A “Nudge” in the Right Direction
George F. Will wrote an interesting article for Newsweek describing a philosophy two Obama advisers have espoused called “libertarian paternalism“.
Thaler and Sunstein correctly assume that people are busy, their lives are increasingly complicated and they have neither time nor inclination nor, often, the ability to think through even all important choices, from health care plans to retirement options. Therefore the framing of choices matters, particularly using the enormous power of the default option—the option that goes into effect if the chooser chooses not to make a choice.

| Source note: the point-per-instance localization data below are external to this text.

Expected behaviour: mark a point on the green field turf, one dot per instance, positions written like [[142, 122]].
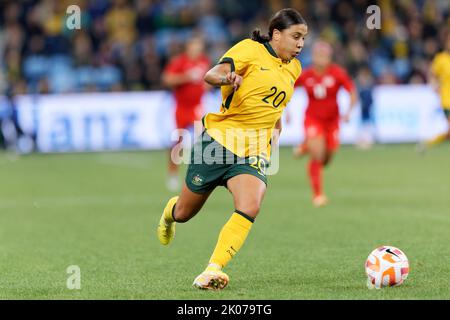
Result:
[[100, 212]]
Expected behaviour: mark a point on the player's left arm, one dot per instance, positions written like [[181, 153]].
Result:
[[277, 132], [348, 85]]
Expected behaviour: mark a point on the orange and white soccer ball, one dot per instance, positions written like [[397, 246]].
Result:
[[386, 266]]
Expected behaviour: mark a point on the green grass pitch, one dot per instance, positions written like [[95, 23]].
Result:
[[100, 212]]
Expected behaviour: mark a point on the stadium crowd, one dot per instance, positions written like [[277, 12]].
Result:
[[124, 45]]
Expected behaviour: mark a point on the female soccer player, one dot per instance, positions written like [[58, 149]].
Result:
[[257, 79], [322, 82], [440, 80], [184, 74]]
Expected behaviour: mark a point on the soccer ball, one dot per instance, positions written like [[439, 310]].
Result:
[[386, 266]]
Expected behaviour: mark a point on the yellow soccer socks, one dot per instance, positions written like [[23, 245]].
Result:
[[166, 226], [231, 238]]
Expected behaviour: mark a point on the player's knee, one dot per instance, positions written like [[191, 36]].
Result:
[[251, 208], [320, 157]]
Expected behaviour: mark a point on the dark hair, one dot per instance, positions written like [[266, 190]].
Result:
[[281, 20]]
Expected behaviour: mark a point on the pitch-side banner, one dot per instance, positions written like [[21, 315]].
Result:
[[121, 121]]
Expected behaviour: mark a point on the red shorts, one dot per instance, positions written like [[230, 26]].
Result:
[[328, 129], [184, 117]]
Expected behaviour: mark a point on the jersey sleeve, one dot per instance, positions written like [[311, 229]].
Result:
[[345, 80], [436, 65], [300, 80], [240, 56], [175, 66]]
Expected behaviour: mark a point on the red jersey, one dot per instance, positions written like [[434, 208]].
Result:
[[189, 95], [322, 91]]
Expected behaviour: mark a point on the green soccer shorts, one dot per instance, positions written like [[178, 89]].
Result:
[[211, 165]]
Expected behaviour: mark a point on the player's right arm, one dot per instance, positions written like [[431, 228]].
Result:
[[434, 74], [221, 75]]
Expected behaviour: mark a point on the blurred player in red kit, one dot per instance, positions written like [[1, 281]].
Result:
[[184, 75], [322, 82]]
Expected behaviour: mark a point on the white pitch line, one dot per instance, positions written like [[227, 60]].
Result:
[[78, 201]]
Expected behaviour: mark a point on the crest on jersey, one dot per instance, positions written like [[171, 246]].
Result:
[[197, 180], [328, 81]]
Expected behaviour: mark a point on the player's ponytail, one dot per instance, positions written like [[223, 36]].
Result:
[[281, 20], [261, 38]]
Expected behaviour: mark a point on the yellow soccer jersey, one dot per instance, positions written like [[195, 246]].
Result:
[[441, 68], [247, 116]]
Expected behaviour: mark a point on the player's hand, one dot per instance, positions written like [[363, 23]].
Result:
[[288, 117], [234, 79], [346, 118]]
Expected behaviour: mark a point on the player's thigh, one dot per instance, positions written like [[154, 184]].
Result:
[[189, 203], [317, 147], [332, 144], [248, 192]]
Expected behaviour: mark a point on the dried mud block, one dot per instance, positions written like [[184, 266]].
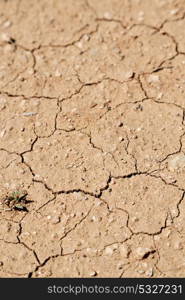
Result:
[[43, 231], [170, 245], [175, 29], [99, 229], [16, 259], [14, 61], [58, 23], [147, 200], [167, 85], [81, 266], [120, 57], [70, 162], [154, 132], [21, 120], [88, 106], [9, 231]]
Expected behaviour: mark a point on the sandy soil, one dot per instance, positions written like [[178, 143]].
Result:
[[92, 107]]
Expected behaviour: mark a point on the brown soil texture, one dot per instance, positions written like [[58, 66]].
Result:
[[92, 107]]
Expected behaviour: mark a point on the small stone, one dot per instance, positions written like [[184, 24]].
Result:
[[93, 273], [108, 251], [176, 162], [107, 15], [149, 272], [120, 139], [7, 24], [124, 251], [141, 252], [129, 74], [174, 11], [55, 220], [153, 78], [178, 245]]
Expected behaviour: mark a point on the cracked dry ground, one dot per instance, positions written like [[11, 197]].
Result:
[[92, 107]]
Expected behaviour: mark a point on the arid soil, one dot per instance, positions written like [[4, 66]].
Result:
[[92, 107]]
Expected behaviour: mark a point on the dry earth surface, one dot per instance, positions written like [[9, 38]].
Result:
[[92, 108]]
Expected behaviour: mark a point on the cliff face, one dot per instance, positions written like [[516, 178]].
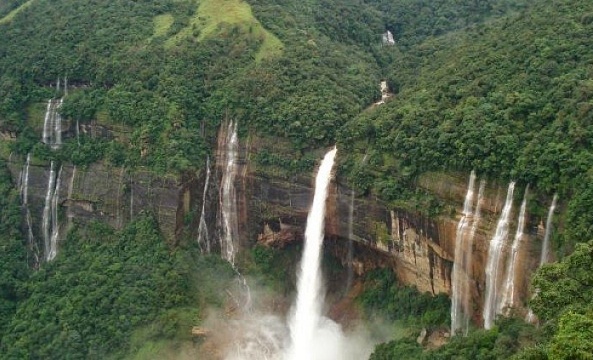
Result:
[[273, 210], [420, 250], [112, 195]]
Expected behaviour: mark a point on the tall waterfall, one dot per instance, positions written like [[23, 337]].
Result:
[[52, 123], [350, 242], [25, 202], [55, 226], [494, 260], [69, 213], [46, 219], [203, 238], [228, 201], [307, 316], [508, 295], [461, 268], [49, 224], [530, 318], [546, 244]]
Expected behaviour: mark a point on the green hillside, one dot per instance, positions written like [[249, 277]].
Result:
[[502, 87]]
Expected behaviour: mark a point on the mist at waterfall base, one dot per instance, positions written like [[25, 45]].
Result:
[[305, 333]]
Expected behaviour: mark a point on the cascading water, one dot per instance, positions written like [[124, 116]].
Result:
[[460, 267], [52, 123], [530, 318], [25, 201], [47, 213], [476, 219], [494, 260], [508, 295], [546, 244], [310, 335], [350, 242], [69, 213], [203, 238], [307, 315], [55, 228], [228, 201], [46, 123]]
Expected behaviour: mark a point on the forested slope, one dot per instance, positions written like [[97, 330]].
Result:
[[502, 87], [510, 99]]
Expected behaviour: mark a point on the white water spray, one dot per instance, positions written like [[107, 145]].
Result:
[[55, 228], [307, 318], [530, 318], [46, 218], [494, 260], [350, 242], [228, 204], [546, 244], [203, 238], [508, 295], [25, 201], [460, 276]]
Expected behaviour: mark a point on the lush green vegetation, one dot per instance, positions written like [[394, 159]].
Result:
[[383, 296], [103, 286], [13, 251], [499, 86]]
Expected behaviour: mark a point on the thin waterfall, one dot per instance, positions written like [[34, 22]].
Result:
[[46, 218], [545, 256], [546, 244], [467, 305], [508, 295], [350, 255], [307, 317], [25, 202], [25, 181], [58, 125], [460, 277], [228, 201], [69, 214], [46, 123], [494, 259], [203, 238], [55, 228], [52, 122]]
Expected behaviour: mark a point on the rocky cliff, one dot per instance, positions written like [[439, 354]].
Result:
[[272, 209]]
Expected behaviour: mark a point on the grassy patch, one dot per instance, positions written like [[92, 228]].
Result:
[[212, 15], [13, 13]]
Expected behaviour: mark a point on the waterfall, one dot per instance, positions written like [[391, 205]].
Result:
[[203, 239], [546, 245], [350, 242], [25, 202], [46, 218], [69, 214], [52, 122], [307, 316], [46, 123], [49, 224], [460, 275], [530, 318], [25, 181], [494, 259], [228, 201], [58, 125], [508, 295], [55, 227]]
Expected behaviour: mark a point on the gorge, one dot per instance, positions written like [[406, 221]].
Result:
[[158, 164]]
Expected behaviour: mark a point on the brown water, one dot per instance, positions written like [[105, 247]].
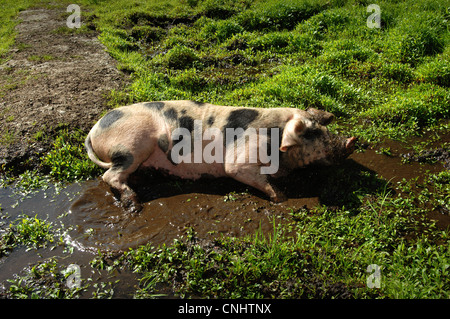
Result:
[[211, 207]]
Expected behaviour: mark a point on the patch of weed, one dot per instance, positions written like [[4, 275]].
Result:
[[67, 161]]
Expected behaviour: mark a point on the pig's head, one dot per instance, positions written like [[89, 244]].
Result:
[[306, 140]]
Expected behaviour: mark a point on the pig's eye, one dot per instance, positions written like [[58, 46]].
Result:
[[312, 134]]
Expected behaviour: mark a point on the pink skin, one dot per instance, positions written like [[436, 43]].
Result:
[[133, 139]]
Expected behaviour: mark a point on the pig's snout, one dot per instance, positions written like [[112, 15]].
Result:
[[350, 144]]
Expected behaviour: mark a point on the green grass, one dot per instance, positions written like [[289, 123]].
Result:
[[9, 10], [383, 83], [320, 253]]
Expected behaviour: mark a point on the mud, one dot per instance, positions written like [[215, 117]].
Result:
[[69, 88], [53, 78]]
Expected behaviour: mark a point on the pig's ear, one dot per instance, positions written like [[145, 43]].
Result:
[[322, 117], [292, 130]]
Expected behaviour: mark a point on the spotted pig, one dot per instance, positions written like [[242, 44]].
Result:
[[264, 142]]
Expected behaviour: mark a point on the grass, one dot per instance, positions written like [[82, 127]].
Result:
[[387, 83]]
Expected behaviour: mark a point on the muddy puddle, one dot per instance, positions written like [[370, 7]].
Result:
[[213, 208]]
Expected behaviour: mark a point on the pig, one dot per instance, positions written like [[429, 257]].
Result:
[[148, 134]]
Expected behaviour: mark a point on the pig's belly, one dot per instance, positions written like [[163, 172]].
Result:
[[159, 161]]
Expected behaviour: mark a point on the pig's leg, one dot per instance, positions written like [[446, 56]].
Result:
[[250, 174], [124, 164]]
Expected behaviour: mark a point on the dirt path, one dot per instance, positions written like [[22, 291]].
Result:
[[54, 77]]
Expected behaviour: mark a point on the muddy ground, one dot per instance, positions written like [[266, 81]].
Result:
[[54, 78]]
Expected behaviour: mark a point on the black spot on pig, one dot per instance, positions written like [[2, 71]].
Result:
[[110, 118], [163, 143], [187, 122], [121, 159], [171, 114], [198, 103], [312, 133], [241, 118], [154, 105]]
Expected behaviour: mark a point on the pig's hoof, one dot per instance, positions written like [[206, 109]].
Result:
[[278, 198], [132, 205], [134, 208]]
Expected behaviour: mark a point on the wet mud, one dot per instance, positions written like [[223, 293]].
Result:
[[211, 207], [216, 207]]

Such is the power of inertia in human behavior, and the tendency of individuals to emulate others’ behavior, that there can be huge social consequences from the clever framing of the choices that nudgeable people—almost all of us—make. Choice architects understand that every choice is made in a context, and that contexts are not “neutral”—they inevitably encourage certain outcomes. Organizing the context can promote outcomes beneficial to choosers and, cumulatively, to society.
George Will uses the example of Obama’s plan of an “opt-out” policy for 401(k), as opposed to the current “opt-in” – that being given the default option of saving for retirement would actually improve participation in such plans meant to help individuals in their elderly years. You can also look at Obama’s approach to universal healthcare – he doesn’t mandate that you buy into his plan, but he does set everything up so you could get insurance if you wanted it (the lack of available insurance is a big part of the problem with this nation’s 45-million uninsured).
It’s an interesting way to look at how Obama’s liberalism is anything but unconventional, and could hold appeal among a certain set of libertarians and small-government conservatives.